PRISM-SLAM: Probabilistic Ray-Grounded Inference for Scale-aware Metric SLAM

Abstract

Monocular SLAM historically suffers from scale ambiguity and tracking failure in dynamic environments. While recent vision foundation models (VFMs) provide remarkable zero-shot depth priors, naively integrating these deterministic predictions ignores predictive uncertainty and frame-to-frame scale inconsistencies. We propose PRISM-SLAM, a real-time framework that rigorously integrates VFM priors into a structured Bayesian factor graph to achieve scale-aware, metric-consistent localization and mapping. Specifically, we introduce a Plücker Ray-Distance Factor to anchor monocular observations in absolute space within a globally consistent metric coordinate system, mathematically resolving scale drift by making the metric scale Fisher-identifiable. To handle environmental dynamics, we derive an epistemic uncertainty proxy from temporal depth consistency and formulate a Dynamic Scene Uncertainty Gating (DSUG) mechanism. This soft-gating approach probabilistically down-weights dynamic distractors without incurring the heavy computational overhead associated with traditional semantic segmentation masks. By employing a multi-process architecture that asynchronously processes VFM inference and geometric tracking, PRISM-SLAM provides verified metric output at 30 FPS using solely RGB input, bridging the gap between foundation models and real-world robotic applications. Evaluated on the TUM RGB-D and 7-Scenes benchmarks, PRISM-SLAM achieves a metric SE(3) Absolute Trajectory Error (ATE) nearly identical to its oracle-aligned Sim(3) error. This demonstrates that our system can produce deployment-ready metric trajectories by delivering robust metric SLAM solutions without any post-hoc scale correction.

Trajectory

Verified metric trajectories from PRISM-SLAM (monocular RGB): indoor (TUM) and outdoor (KITTI seq. 03).

KITTI Seq. 03

TUM RGB-D fr1/xyz

System Architecture

PRISM-SLAM uses a four-process architecture: (1) a C++ ORB tracker on CPU at ∼30 FPS, (2) a DA3-Large GPU worker that processes keyframes asynchronously, (3) a Python metric optimizer with log-domain WLS scale estimation and Kalman filtering, and (4) optional DSUG-gated dense reconstruction. Online, the tracker streams keyframes to DA3 and fuses metric depth and ray constraints back into the frontend with DSUG-gated optimization. For final maps, optimized poses are batched into DA3’s multi-view module (paper Sec. 3.7) before DSUG-filtered back-projection.
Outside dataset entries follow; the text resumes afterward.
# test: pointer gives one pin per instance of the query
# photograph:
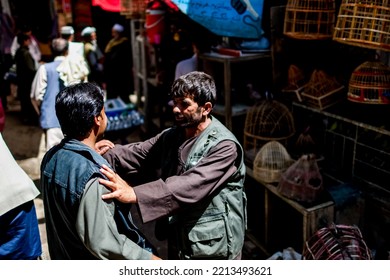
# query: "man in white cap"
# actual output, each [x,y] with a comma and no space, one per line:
[118,65]
[93,55]
[49,80]
[67,32]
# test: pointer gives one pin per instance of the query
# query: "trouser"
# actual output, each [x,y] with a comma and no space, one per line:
[19,234]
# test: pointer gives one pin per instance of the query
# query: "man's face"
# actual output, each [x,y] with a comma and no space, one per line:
[187,112]
[103,125]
DSUG: Temporal Depth Consistency as Uncertainty Proxy

TUM RGB-D fr3/walking static. (a) Input RGB. (b) Ground-truth depth (reference only; not used at runtime). (c) Pose-compensated DA3 depth residual as the DSUG epistemic uncertainty proxy u(p); bright regions mark temporally unstable geometry at moving subjects. (d) DSUG maps this variance into the optimization information matrix so dynamic regions are down-weighted without hard semantic masks.

Metric Scale in Monocular SLAM

Recent methods incorporate metric depth priors but still rely on post-hoc Sim(3) trajectory alignment. In evaluation, Sim(3) rescales the trajectory with a ground-truth oracle, whereas SE(3) measures rigid motion without any scale correction. PRISM-SLAM is the first to achieve true metric tracking evaluated under strict SE(3) alignment.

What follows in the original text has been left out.